About the Lighting Research Center
The Lighting Research Center (LRC) at Rensselaer Polytechnic Institute is the world's leading center for lighting research and education. Established in 1988 by the New York State Energy Research and Development Authority (NYSERDA), the LRC has been pioneering research in solid-state lighting, light and health, transportation lighting and safety, and energy efficiency for nearly 30 years. LRC lighting scientists with multidisciplinary expertise in research, technology, design, and human factors, collaborate with a global network of leading manufacturers and government agencies, developing innovative lighting solutions for projects that range from the Boeing 787 Dreamliner to U.S. Navy submarines to hospital neonatal intensive-care units. LRC researchers conduct independent, third-party testing of lighting products in the LRC's state of the art photometric laboratories, the only university lighting laboratories accredited by the National Voluntary Laboratory Accreditation Program (NVLAP Lab Code: 200480-0). In 1990, the LRC became the first university research center to offer graduate degrees in lighting and today, offers a M.S. in lighting and a Ph.D. to educate future leaders in lighting. With 35 full-time faculty and staff, 15 graduate students, and a 30,000 sq. ft. laboratory space, the LRC is the largest university-based lighting research and education organization in the world.

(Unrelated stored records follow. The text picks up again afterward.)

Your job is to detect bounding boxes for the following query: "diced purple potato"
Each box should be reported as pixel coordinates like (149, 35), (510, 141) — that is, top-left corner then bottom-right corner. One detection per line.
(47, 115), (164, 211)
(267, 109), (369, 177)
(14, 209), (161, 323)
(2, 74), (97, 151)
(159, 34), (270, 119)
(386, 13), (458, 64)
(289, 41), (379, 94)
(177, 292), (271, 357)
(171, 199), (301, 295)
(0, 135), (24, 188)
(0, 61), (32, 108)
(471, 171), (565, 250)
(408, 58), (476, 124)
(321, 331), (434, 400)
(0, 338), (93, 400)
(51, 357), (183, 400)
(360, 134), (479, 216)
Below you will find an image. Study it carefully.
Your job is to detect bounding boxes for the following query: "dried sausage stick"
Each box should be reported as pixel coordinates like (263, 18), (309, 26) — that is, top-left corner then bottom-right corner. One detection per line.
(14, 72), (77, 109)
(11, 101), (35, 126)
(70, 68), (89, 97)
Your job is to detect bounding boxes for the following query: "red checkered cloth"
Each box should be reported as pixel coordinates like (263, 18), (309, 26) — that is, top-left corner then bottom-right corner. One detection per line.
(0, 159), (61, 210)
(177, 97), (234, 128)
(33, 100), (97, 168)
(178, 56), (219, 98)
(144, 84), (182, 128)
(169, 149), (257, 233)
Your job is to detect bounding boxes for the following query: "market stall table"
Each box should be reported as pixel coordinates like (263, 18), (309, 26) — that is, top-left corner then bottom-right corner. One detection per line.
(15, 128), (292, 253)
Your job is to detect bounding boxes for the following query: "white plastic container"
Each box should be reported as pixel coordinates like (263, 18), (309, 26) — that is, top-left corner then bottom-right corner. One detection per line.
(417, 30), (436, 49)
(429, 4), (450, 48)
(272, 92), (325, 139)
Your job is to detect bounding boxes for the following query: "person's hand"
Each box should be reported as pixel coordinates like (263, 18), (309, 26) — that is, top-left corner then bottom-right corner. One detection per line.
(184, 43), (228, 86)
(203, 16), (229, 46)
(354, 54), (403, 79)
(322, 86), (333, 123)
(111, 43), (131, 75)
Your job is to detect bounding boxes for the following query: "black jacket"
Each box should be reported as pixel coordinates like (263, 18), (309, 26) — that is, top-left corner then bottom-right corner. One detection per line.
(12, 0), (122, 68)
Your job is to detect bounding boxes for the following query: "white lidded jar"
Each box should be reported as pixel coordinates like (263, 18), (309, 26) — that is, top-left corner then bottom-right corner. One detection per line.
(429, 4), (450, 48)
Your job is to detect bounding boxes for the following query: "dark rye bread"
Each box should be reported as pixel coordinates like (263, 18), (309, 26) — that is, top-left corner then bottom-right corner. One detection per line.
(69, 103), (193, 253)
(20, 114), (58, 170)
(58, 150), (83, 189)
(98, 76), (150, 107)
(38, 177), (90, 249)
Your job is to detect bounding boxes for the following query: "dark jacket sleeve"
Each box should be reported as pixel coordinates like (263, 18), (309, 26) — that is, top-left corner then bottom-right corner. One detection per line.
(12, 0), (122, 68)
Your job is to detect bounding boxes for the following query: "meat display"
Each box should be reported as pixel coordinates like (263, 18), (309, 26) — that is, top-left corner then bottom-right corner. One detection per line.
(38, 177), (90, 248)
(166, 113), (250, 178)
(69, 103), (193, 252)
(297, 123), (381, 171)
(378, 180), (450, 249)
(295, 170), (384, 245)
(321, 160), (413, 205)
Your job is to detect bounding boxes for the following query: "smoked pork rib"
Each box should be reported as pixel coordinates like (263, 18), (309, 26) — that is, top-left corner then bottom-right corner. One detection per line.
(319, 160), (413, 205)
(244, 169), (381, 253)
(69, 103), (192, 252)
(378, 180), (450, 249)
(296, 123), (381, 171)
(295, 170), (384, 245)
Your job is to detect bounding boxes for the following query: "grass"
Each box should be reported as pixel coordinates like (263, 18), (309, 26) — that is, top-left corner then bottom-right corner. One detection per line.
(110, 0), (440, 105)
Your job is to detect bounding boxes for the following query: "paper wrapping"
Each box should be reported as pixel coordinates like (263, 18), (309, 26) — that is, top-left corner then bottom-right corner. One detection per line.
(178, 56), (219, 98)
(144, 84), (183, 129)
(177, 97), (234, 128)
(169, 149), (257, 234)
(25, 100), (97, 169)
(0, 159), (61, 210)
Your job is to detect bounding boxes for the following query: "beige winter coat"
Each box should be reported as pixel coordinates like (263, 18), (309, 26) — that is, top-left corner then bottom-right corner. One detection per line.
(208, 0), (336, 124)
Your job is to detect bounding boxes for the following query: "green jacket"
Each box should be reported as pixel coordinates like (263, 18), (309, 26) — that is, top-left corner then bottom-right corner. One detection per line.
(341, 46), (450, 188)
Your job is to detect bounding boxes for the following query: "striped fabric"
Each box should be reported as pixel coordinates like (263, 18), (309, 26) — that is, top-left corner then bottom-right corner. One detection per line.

About Rensselaer Polytechnic Institute
Rensselaer Polytechnic Institute, founded in 1824, is America’s first technological research university. The university offers bachelor’s, master’s, and doctoral degrees in engineering; the sciences; information technology and web sciences; architecture; management; and the arts, humanities, and social sciences. Rensselaer faculty advance research in a wide range of fields, with an emphasis on biotechnology, nanotechnology, computational science and engineering, data science, and the media arts and technology. The Institute has an established record of success in the transfer of technology from the laboratory to the marketplace, fulfilling its founding mission of applying science “to the common purposes of life.”